A Party and a Ship Wreck

A Party and a Shipwreck

The “usual suspects” all turned up at a remote Tonga anchorage to celebrate Lucka’s birthday. Crews from five boats brought food and drink along with love and laughter to Furthur all to share with the birthday gilr. Mary Powell boasted baking a cake on #1 jet fuel (kerosene) which they finally got in Raratonga.

The guests brought a beautiful selection of native art as gifts and it was great to watch lucks unwrap each gift.

Lucka had wanted a conch shell since she got on the boat, they were insanely expensive in Tahiti and Raro, we were told they were available in Tonga. When we first landed a great fellow, Lufi greeted us with the load blow from a grand sized shell. I was able to buy it from him without anyone noticing during the customs procedure. This was a shell to keep on the boat as the size made packing prohibitive. Then one morning another local vender paddled up with just the right shell, Lucka was asleep on the salon settee but I was able to make the purchase right under her sleeping nose. This made for a great birthday surprise!

One a different note, the catamaran Anna, that we talked about in Niue, was found by our good friends on Mary Powell on a small sand spit surrounded by a nasty coral reef near the southern most islands of Vavau. The drama ensued as salvagers were contacted and landed on the scene. The laws on salvage are interesting and the pros did not want to acknowledge Steve’s rightful claim until some negotiations were made. In the agreement Steve got first right to pick some things off the boat.

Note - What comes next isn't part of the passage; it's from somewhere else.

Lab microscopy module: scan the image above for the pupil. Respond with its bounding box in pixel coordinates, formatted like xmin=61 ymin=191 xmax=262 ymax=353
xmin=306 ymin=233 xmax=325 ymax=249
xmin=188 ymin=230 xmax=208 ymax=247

As she layed well off shore about 6 miles from where we were anchored we took my tender to the site. The landing was heroic as we bashed over the coral and pulled the tender up on the sandy spit. We went through the boat, which had been battered beyond any repair and Steve got some items he had wanted, none of any value. It was an emotional sight to see as we had gotten to know Kelley the owner and had shared his pain in his loss. It is a sobering sight to see a lost boat, we all know we are playing for keeps out here and one mistake can bring irreversible disaster. I am glad for Kelley that the boat is a total loss as repairing a damaged boat here would be a mess. We hope he can move on and continue his life of adventure.